- Born: Soumaya Sahla 5 July 1983 (age 43) The Hague, Netherlands
- Education: Leiden University
- Occupations: Radicalization expert; political scientist;
- Political party: People's Party for Freedom and Democracy (c. 2017–2023)
- Family: Fonda Sahla (sister)

= Soumaya Sahla =

Dutch political scientist and convicted terrorist

Soumaya Sahla (/nl/; born 5 July 1983) is a Dutch political scientist and convicted terrorist.

Born in The Hague, Sahla was arrested in 2005, when she was living with Nouredine el Fahtni, a member of the Islamic terrorist cell Hofstad Network. She spent three years in prison for illegal firearms possession and membership of a terrorist organization. Her conviction was upheld in 2016 by the Supreme Court of the Netherlands.

Sahla started studying political science in prison, and she continued with a PhD at Leiden University in 2018. She became an active member of the conservative-liberal People's Party for Freedom and Democracy (VVD) in 2017 after she befriended its former leader, Frits Bolkestein. Allegations that she had used their relationship to obtain money, denied by Sahla, resulted in her expulsion from the VVD in 2023.

== Early life ==
Sahla was born in 1983 in The Hague's Stationsbuurt, and she grew up in the city's Transvaal neighborhood. She has seven siblings, and her parents had immigrated to the Netherlands from Morocco as guest workers. His father co-founded a mosque together with an Imam, and Sahla established its girl's association.

== Terrorism case ==
Intending to study abroad, Sahla moved in with a partner. However, upon learning he was disinterested in her academic ambitions, Sahla moved back with her parents. She finally ran away from her parental home in 2005, as she was pressured to reconcile the relationship. Sahla ended up at Nouredine el Fahtni, a distant relative and a member of the Islamic terrorist cell Hofstad Network.
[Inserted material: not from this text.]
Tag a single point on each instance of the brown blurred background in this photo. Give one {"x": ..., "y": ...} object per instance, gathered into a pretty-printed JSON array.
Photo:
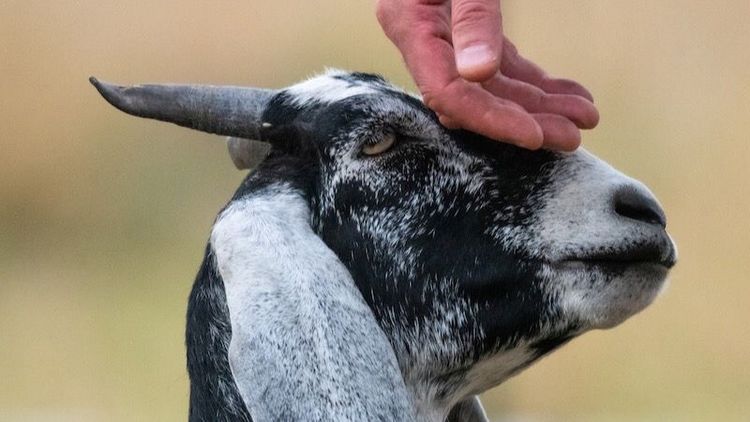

They were arrested weeks later – in June 2005 – at Amsterdam Lelylaan station, when El Fahtni was carrying a loaded firearm. Police detectives found more weapons in September 2006 at a place where Sahla had been staying. She was prosecuted as part of the Piranha court case, and her conviction of illegal firearms possession and membership of a terrorist organization was made final by the Supreme Court of the Netherlands in 2016. She had already finished her three-year prison sentence in May 2008. The highest court determined she had been aware of El Fahtni's radical views. Sahla was acquitted of charges that she was helping to plot terrorist attacks against politicians including Geert Wilders despite her having discussed the home addresses of several politicians with her sister.

== Education and VVD membership ==
In prison, Sahla started studying political science. She graduated from Leiden University, and she finished her master's in African studies in 2018. She continued with a PhD in philosophy of law. She met Frits Bolkestein, the former leader of the VVD, at a book presentation in 2011, and they became close friends. Bolkestein's 2018 book Bij het scheiden van de markt was dedicated to her. Sahla also had contact with politicians Gert-Jan Segers (CU) and Pieter Omtzigt (CDA). She became an active member of the VVD in 2017, joining its thematic networks and hosting debates and round tables as a radicalization expert. Besides, she sat on a radicalization and extremism advisory board of the municipality of Amsterdam.

Wilders started to attack Sahla in late 2021 on social media and in a debate in the House of Representatives – shortly after the election to the House of her sister, Fonda Sahla. He said that the VVD had taken in a Muslim terrorist and that he was worried for his safety. After Wilders's debate comments, VVD parliamentary leader Sophie Hermans called Sahla's membership a complicated matter. In a statement, Sahla declared she regretted the choices she had made earlier in her life, and she announced a partial retreat from her political activities. Wilders continued to criticize Sahla, including after an October 2023 radio appearance of her.

Opinion magazine HP/De Tijd published an article on 30 October 2023 in which Sahla was accused by Martijn Bolkestein, the nephew of Frits Bolkestein, of abusing her friendship with Frits to obtain €85,000, when he had been ill and vulnerable. Sahla denied the allegations; she acknowledged that Bolkestein had paid for her PhD starting in 2018, but she said Bolkestein had been in good health at the time. She filed a criminal complaint against Martijn Bolkestein for defamation. The VVD expelled Sahla from the party the same day the article came out. She unsuccessfully appealed the board's decision, as the appeal committee argued the expulsion had resulted from a cumulation of incidents.